Gender equality and fairness (equity) are also vitally important. While Don Quixote would have been ethically challenged to imagine such a thing, we now know better. We are reminded by the example of courageous feminists around the world – women and men – that the principle of human dignity is for all human beings, regardless of nationality, race, gender (or ethnicity, or age, or disability status, or gender identity, or sexual orientation, or…). Yet so many political leaders in so many countries routinely reject the adoption of a moral position that would recognize the worth and full humanity of the female half of their country, and of all others who are marginalized. The very notion of an openly moral leader who honors all persons as valuable and dignified has become such a rarity that many of us would not know what to make of it were one to arise. Madness, yet again.

Yes, Don Quixote de la Mancha was almost certainly the victim of a form of insanity. Still, it was an insanity that epitomized humanity’s idealistic struggle for a better world, a world that “ought to be”. I’m more inclined to follow the example of Don Quixote, tilt at the windmills of greed, callousness, ignorance, fear, arrogance, lies, bigotry, hatred, and cynicism, than accept – much less politically celebrate – the feckless, morally bereft leadership that now prevails in many countries ruled by self-serving autocrats.

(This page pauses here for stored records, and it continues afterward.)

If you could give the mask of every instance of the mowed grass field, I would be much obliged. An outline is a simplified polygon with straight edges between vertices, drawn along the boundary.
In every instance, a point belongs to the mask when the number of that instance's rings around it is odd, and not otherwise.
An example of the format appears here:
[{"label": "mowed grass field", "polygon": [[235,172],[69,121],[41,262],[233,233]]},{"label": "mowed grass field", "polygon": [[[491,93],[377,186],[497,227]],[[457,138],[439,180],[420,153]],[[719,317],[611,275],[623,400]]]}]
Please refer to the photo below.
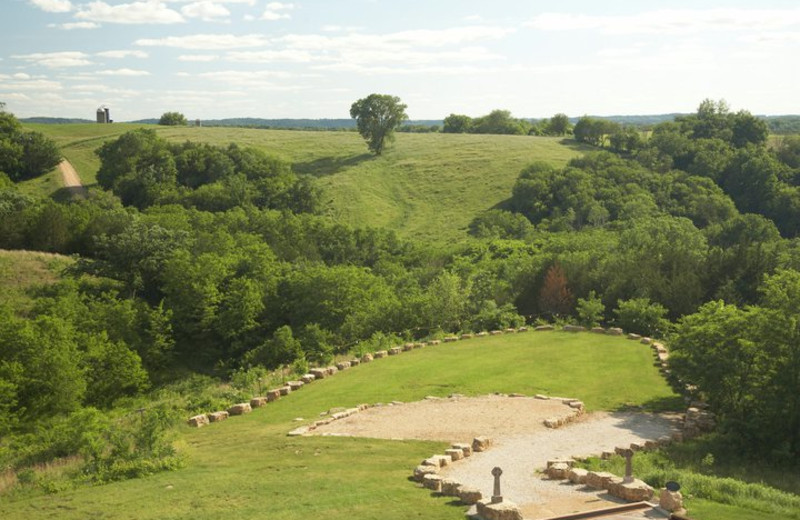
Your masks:
[{"label": "mowed grass field", "polygon": [[408,480],[442,443],[286,436],[332,407],[454,392],[548,393],[583,399],[592,410],[680,403],[638,342],[564,332],[476,338],[354,367],[223,423],[182,427],[183,469],[3,497],[0,518],[461,520],[463,506]]},{"label": "mowed grass field", "polygon": [[[84,184],[95,183],[94,150],[131,124],[28,125],[61,146]],[[511,195],[519,172],[533,161],[561,166],[590,148],[551,137],[396,134],[380,157],[356,132],[246,128],[160,127],[164,138],[221,146],[253,146],[313,175],[325,191],[326,212],[354,226],[395,230],[421,240],[456,242],[478,214]]]}]

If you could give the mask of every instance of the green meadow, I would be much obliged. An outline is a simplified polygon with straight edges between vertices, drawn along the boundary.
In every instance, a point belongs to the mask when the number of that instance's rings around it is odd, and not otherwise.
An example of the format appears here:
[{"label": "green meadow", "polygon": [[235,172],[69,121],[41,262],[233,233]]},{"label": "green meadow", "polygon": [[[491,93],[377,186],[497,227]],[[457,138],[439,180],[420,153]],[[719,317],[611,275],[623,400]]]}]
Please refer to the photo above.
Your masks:
[{"label": "green meadow", "polygon": [[[94,151],[141,127],[27,126],[54,139],[88,186],[95,183],[100,167]],[[296,172],[317,177],[325,192],[326,212],[333,218],[449,243],[464,239],[476,215],[502,204],[519,172],[532,161],[562,166],[589,149],[556,137],[398,133],[393,145],[376,157],[356,132],[148,128],[173,142],[236,143],[265,150],[291,162]],[[57,172],[28,184],[29,190],[36,186],[37,193],[60,186]]]}]

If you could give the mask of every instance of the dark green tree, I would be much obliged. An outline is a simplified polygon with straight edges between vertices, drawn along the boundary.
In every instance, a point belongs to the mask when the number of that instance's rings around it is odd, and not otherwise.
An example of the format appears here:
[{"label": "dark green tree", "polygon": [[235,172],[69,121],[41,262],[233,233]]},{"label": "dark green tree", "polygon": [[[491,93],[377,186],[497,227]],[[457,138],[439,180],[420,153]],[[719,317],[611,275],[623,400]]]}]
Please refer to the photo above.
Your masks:
[{"label": "dark green tree", "polygon": [[556,114],[547,121],[547,135],[567,135],[572,132],[572,125],[567,114]]},{"label": "dark green tree", "polygon": [[370,94],[350,106],[350,117],[356,120],[358,133],[370,151],[380,155],[394,131],[408,119],[406,108],[397,96]]},{"label": "dark green tree", "polygon": [[450,114],[444,118],[442,132],[446,134],[464,134],[471,130],[472,118],[461,114]]},{"label": "dark green tree", "polygon": [[159,125],[164,126],[184,126],[187,124],[186,116],[180,112],[164,112],[158,120]]}]

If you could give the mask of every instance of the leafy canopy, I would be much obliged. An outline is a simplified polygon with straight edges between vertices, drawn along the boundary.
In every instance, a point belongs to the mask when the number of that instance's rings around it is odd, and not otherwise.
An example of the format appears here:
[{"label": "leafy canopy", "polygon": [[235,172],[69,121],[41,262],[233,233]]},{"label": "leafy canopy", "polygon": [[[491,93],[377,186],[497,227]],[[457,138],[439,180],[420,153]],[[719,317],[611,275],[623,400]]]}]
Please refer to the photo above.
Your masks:
[{"label": "leafy canopy", "polygon": [[406,108],[397,96],[370,94],[352,104],[350,117],[356,120],[358,133],[367,141],[369,150],[380,155],[394,130],[408,119]]},{"label": "leafy canopy", "polygon": [[165,126],[184,126],[187,124],[186,116],[180,112],[164,112],[161,114],[161,119],[158,120],[159,125]]}]

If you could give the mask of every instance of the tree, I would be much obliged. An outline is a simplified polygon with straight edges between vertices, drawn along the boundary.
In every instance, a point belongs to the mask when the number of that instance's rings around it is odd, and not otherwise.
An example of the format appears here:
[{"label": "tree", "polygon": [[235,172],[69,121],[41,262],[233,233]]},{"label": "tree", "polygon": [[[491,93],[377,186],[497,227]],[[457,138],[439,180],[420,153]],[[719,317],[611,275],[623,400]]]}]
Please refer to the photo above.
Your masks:
[{"label": "tree", "polygon": [[603,320],[603,313],[606,306],[603,305],[603,300],[597,296],[597,293],[589,291],[589,295],[584,298],[578,298],[578,305],[575,308],[578,313],[578,322],[584,327],[597,327]]},{"label": "tree", "polygon": [[472,118],[462,114],[450,114],[444,118],[442,132],[446,134],[464,134],[471,130]]},{"label": "tree", "polygon": [[408,119],[406,108],[397,96],[370,94],[350,106],[350,117],[356,120],[358,133],[370,151],[380,155],[395,129]]},{"label": "tree", "polygon": [[649,298],[632,298],[617,303],[614,309],[617,315],[617,326],[625,332],[635,332],[653,337],[663,337],[669,330],[669,321],[665,318],[667,309]]},{"label": "tree", "polygon": [[539,291],[539,308],[553,318],[566,316],[572,310],[572,291],[567,287],[567,275],[558,264],[553,264],[544,277]]},{"label": "tree", "polygon": [[184,126],[187,124],[186,116],[180,112],[164,112],[161,114],[161,119],[158,120],[159,125],[164,126]]},{"label": "tree", "polygon": [[567,114],[556,114],[547,121],[547,135],[566,135],[572,131]]}]

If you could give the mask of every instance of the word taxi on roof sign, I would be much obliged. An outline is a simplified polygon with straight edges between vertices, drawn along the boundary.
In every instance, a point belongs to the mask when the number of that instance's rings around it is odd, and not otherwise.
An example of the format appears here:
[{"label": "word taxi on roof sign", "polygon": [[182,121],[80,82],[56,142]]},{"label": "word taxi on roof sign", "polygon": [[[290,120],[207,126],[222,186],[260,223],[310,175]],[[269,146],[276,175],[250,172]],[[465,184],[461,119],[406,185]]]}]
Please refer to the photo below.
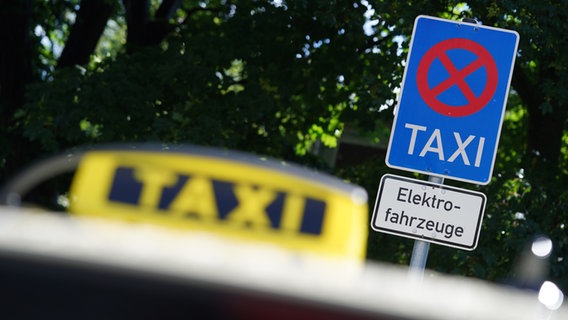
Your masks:
[{"label": "word taxi on roof sign", "polygon": [[367,193],[270,159],[187,147],[87,152],[70,212],[362,259]]},{"label": "word taxi on roof sign", "polygon": [[489,183],[518,42],[511,30],[417,17],[387,165]]}]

Finding transformational leadership, without opting for a charismatic but ineffectual modern version of Don Quixote filled with undirected idealism, means demanding moral clarity and thoughtful purpose from those who would lead us. Transformational leaders are known for their values, their vision, and their moral rigor. Their actions demonstrate wise discernment. Their followers are attracted by the clarity of their transformative moral vision for the future, and by their commitment to public service. Sadly, many of us have yet to experience moral leaders of such character and virtue, and we have given up any genuine expectation of finding visionary leaders who are environmentally intelligent and wise, and who possess empathy, decency, and integrity.

Leaders who are sane, in a world turned upside-down.

As the November elections approach in this country, and as so many people suffer from a global deficit in morally accountable and transformative leadership, I have to believe that clinging to idealism isn’t madness. To the contrary, it’s the very definition of sanity, hope, and necessity.